2. Relevant equations
h=$$h_1$$ + $$h_2$$=0.6 m
$$\rho_{Fe}$$=7880 kg/m^3
$$\rho_{Pb}$$=11300 kg/m^3
$$\rho_{Hg}$$=13600 kg/m^3
$$\rho_{H2O}$$=1000 kg/m^3

Where $$h_1$$ = height of the block in the Mercury, and $$h_2$$ = height of the block in the Water.

3. The attempt at a solution
F=0N=F_b - F_g
F_g=$$\rho_{Pb}$$*A*h*g
F_b=$$\Delta P$$ * A=(P_f - P_i)*A
P_f = P_i + $$\rho_{H2O}$$*h_2*g + $$\rho_{Hg}$$*h_1*g
F_b=A*g*($$\rho_{H2O}$$*h_2 + $$\rho_{Hg}$$*h_1)
0N=A*g*($$\rho_{H2O}$$*h_2 + $$\rho_{Hg}$$*h_1) - $$\rho_{Pb}$$*A*h*g
$$\rho_{H2O}$$*h_2 + $$\rho_{Hg}$$*h_1 = $$\rho_{Pb}$$*h
h_2+h_1=0.6m
h_1=0.49m
h_2=0.11m

The way I thought through the problem is any pressure at the top of the block would be canceled by that same amount of pressure at the bottom of the block, so all I needed to calculate was the addition pressure at the bottom of the block (gauge pressure, I believe it is called), which I took to be the weight of the water displaced plus the weight of the mercury displaced.

This is NOT the solution my teacher came up with. My teachers solution requires the weight of water displaced to act in the same direction as the gravitational force on the block itself which results in a solution of $$h_1=0.506m, h_2=0.094m$$, which does not seem to make any sense to me. If this is indeed true, why is it true?

Also, how exactly do I do a new line in the Latex? Google suggests \\ or \newline, but neither of those seem to work in the "Preview Post" thing. Maybe if I submit it will fix itself, if not, I apologize for the broken Latex.
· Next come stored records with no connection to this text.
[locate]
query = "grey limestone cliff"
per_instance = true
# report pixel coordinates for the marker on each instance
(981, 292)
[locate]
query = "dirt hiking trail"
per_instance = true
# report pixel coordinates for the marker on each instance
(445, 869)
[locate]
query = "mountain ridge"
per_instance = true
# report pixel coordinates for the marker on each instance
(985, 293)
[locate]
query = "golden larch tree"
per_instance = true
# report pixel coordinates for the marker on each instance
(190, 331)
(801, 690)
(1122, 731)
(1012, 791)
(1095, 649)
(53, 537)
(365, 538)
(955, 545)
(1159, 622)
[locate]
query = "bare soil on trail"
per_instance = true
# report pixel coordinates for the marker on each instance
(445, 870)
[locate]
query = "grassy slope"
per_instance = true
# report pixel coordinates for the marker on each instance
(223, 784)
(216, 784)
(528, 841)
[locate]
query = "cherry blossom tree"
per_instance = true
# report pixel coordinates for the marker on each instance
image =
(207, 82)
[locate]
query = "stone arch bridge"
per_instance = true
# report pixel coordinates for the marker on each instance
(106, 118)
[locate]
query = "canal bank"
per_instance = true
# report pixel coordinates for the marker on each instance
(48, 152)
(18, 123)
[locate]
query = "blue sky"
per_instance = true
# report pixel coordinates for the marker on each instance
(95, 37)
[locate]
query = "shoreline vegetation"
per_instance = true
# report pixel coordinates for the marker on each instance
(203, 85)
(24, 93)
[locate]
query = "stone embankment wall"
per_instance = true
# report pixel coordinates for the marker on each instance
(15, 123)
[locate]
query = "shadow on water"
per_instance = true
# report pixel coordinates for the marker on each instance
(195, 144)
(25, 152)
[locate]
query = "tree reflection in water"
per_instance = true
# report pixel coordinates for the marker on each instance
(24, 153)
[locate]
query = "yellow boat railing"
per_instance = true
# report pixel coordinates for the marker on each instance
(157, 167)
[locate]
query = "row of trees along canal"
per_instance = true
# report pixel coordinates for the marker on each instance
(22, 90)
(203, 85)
Okay submitting didn't work. Not sure what to try. Edit: deleted most of the tex stuff.

Last edited: May 2, 2010
2. May 2, 2010

### willem2

Your teacher was probably led astray by the fact that the water does press down on the block. We are only interested in the difference in pressure between the top and the bottom, and that difference is equal to a column of height h_2 of water on top of a column of height h_1 of mercury.

I think it's somewhat simpler to keep pressure out of it and use Archimedes law.

weight of the block = weight of displaced mercury + weight of displaced water

$$h \rho_{Pb} A g = h_1 \rho_{Hg} A g + h_2 \rho_{H20} A g$$ wich is the same as you have.

Your Latex looked fine. There seems to be a problem with updating of the preview. I get to see a preview of a reply of mine in another thread. I hope it comes out right if I press "Submit Reply"